Prof. Martin Ziegler
Micro- an Nanoelectronic Systems Group
Phone: +49 3677 69-3711
The implementation of biologically inspired "spiking neutral networks" (SNN) is strongly affected by the exponentially increasing discrepancy between processor speed and memory bandwidth, which is characteristic of Neumann computer architectures. Therefore, the simulation of processing elements of neural networks (neurons and synapses) requires a high memory utilization during access and updating of their state variables. This so-called "von Neumann bottleneck" limits the real-time replication of large networks and makes their modular expandability difficult. In contrast, highly parallel and energy-efficient neuromorphic analog (VLSI) systems can be extended by colocalization of memory and computation without affecting the simulation time. The goal of this project is the development of fully integrated CMOS/memrisitive systems, which are optimized for the simulation of learning neural networks.

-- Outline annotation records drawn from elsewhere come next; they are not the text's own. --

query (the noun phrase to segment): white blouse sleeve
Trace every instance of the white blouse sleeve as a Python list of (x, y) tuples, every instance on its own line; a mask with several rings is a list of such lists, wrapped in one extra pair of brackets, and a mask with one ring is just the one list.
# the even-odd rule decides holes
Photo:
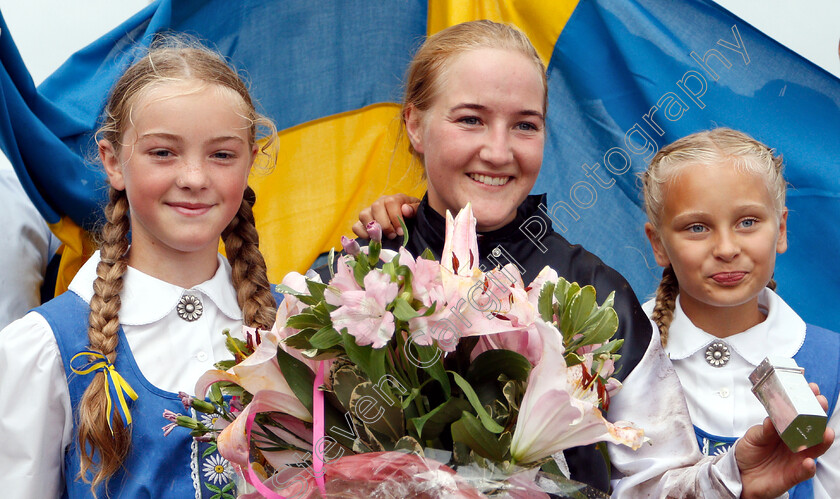
[[(828, 418), (828, 426), (840, 439), (840, 403)], [(840, 491), (840, 443), (837, 440), (817, 459), (817, 476), (814, 479), (814, 499), (831, 499)]]
[(70, 392), (58, 345), (47, 321), (30, 312), (0, 331), (3, 495), (60, 497), (64, 449), (72, 436)]
[(609, 444), (613, 497), (738, 497), (734, 453), (703, 458), (682, 387), (654, 334), (645, 356), (611, 399), (609, 419), (630, 421), (650, 442), (634, 451)]

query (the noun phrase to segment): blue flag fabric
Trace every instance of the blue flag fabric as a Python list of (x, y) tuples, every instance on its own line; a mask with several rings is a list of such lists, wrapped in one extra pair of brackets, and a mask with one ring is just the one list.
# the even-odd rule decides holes
[[(388, 7), (160, 0), (37, 90), (0, 19), (0, 146), (60, 237), (62, 224), (90, 229), (105, 190), (87, 158), (108, 89), (136, 56), (135, 43), (147, 45), (159, 32), (195, 35), (248, 75), (261, 111), (280, 130), (278, 166), (270, 188), (258, 192), (272, 207), (258, 213), (261, 240), (276, 245), (268, 253), (288, 255), (269, 258), (277, 281), (334, 245), (348, 232), (348, 216), (396, 185), (368, 184), (404, 175), (390, 153), (393, 137), (379, 129), (393, 125), (406, 65), (423, 36), (443, 27), (437, 20), (516, 22), (538, 50), (538, 37), (559, 33), (541, 52), (549, 132), (535, 187), (549, 195), (556, 230), (618, 269), (644, 299), (660, 269), (642, 230), (636, 174), (659, 147), (688, 133), (743, 130), (786, 160), (790, 244), (777, 260), (779, 292), (806, 321), (840, 330), (840, 318), (822, 305), (840, 293), (840, 265), (831, 258), (840, 248), (840, 228), (831, 223), (840, 219), (840, 80), (709, 0), (565, 4), (568, 20), (540, 15), (557, 8), (540, 0)], [(307, 218), (313, 210), (320, 218)]]
[[(656, 266), (636, 175), (659, 147), (727, 126), (774, 147), (790, 184), (778, 292), (835, 331), (840, 296), (840, 80), (711, 1), (581, 1), (548, 68), (549, 137), (536, 189), (555, 229), (618, 269), (640, 298)], [(564, 226), (567, 230), (563, 230)]]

For the implementation of biologically-inspired learning algorithms, the stochastic switching behavior of binary PRAM devices shall be used. The devices will be integrated into state-of-the-art analog CMOS circuits operating below the threshold voltage. This combination shall lead to the creation of learning systems with unprecedented low power consumption, which also work in real-time and allow online learning. For this purpose, the memristive components will first be characterized in detail within the project. The memristive components will be HfOx based COMOS integrated PRAM cells, which have a binary switching characteristic. The goal is to develop a mathematical model of the stochastic switching behavior which can be used for the realization of precise SPICE simulations of hybrid CMOS/memristor circuits as well as for the simulation of realistic SNNs and which supports the hardware circuit design.